We’d resumed walking and our loud steps, in addition to the jangle of Bobby’s assorted putters in a waistband quiver, were the last bit of decibels necessary to shoot sound past the weak cone of light, into the darkness of the hallway. The shuffle of feet of came back, I thought an echo, then snarls became apparent, then a loudness too much to have been produced by two sets of feet; we ducked into a nearby open doorway, shut the door behind ourselves.
In the technical sense of the term the space had been lived in, but the only remaining décor was an electronic picture frame on the wall featuring a loop of pictures, different circumstances where an elderly woman with a whiter than milk smile displayed affection to her family. The bed was dislodged from frame, sheets disheveled, bloodstained but still on top. “These poor people-“ Bobby began but a banging on the door stopped the talk; we moved the mattress into a lean against the fiber.
“I think it’ll hold.”
“Thinking like that won’t help anything” Bobby said, took out a putter, slammed it into the cushion as if that had been more appropriate.

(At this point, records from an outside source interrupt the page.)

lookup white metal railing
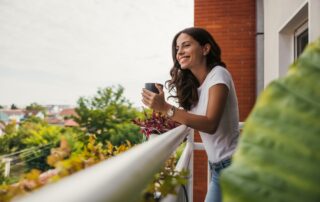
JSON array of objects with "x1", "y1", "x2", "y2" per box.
[
  {"x1": 11, "y1": 122, "x2": 244, "y2": 202},
  {"x1": 161, "y1": 133, "x2": 194, "y2": 202},
  {"x1": 15, "y1": 125, "x2": 192, "y2": 202}
]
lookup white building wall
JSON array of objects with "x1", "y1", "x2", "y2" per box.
[{"x1": 264, "y1": 0, "x2": 320, "y2": 86}]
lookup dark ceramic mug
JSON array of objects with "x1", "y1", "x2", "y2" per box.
[{"x1": 144, "y1": 83, "x2": 162, "y2": 94}]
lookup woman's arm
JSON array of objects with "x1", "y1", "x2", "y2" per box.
[{"x1": 142, "y1": 84, "x2": 229, "y2": 134}]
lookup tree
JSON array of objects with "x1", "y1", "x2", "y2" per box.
[{"x1": 74, "y1": 85, "x2": 142, "y2": 145}]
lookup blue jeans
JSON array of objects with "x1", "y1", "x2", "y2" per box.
[{"x1": 205, "y1": 159, "x2": 231, "y2": 202}]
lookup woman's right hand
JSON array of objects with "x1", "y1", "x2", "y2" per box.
[{"x1": 141, "y1": 84, "x2": 170, "y2": 113}]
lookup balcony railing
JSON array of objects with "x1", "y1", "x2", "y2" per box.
[
  {"x1": 11, "y1": 123, "x2": 243, "y2": 202},
  {"x1": 16, "y1": 125, "x2": 192, "y2": 202}
]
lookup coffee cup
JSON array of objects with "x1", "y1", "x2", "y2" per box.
[{"x1": 144, "y1": 83, "x2": 161, "y2": 94}]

“I’m just focused on safety.” The only window in the room was occupied with a pane of frosted glass, impossible to see through. “Our minds shouldn’t be on anything but; we’ve both counted the eleven seconds it takes after a bite to turn.”
Bobby sighed, sat next to the bed frame, dropped his head into hands, “If my mind was where yours’ was we’d have been dead from the start; we listened to you, now where are we? Trapped.” The banging outside intensified, “AGH!” Bobby rolled to his side, grabbed at his ankle.
The old lady from the pictures had her mouth around his Achilles’ Tendon, produced a sound nowhere near ‘That’s only your second serving of leftovers, dear’; I smashed her head with the bat, the first swing knocked wig off, second busted flesh, third broke skull then her mouth slackened, body lost tension, dropped next to Bobby on the floor.
“Wa-“ He didn’t finish the word because my bat cracked him across the jaw; he collapsed fully, tears dropped from his eyes, mingled with blood but I didn’t relent, swung over and over until Bobby’s head was reduced to a puddle of red.
BANGCRACKTHUDBANG – the mattress moved a little
I used the back of a glove to wipe the splatter from my face, moved to the window, busted out glass; found metal bars blocking my escape.
My eyes went to floor, this time I sobbed; next to the old woman’s brains were her set of dentures, white, unblemished as I discovered Bobby’s ankle to be.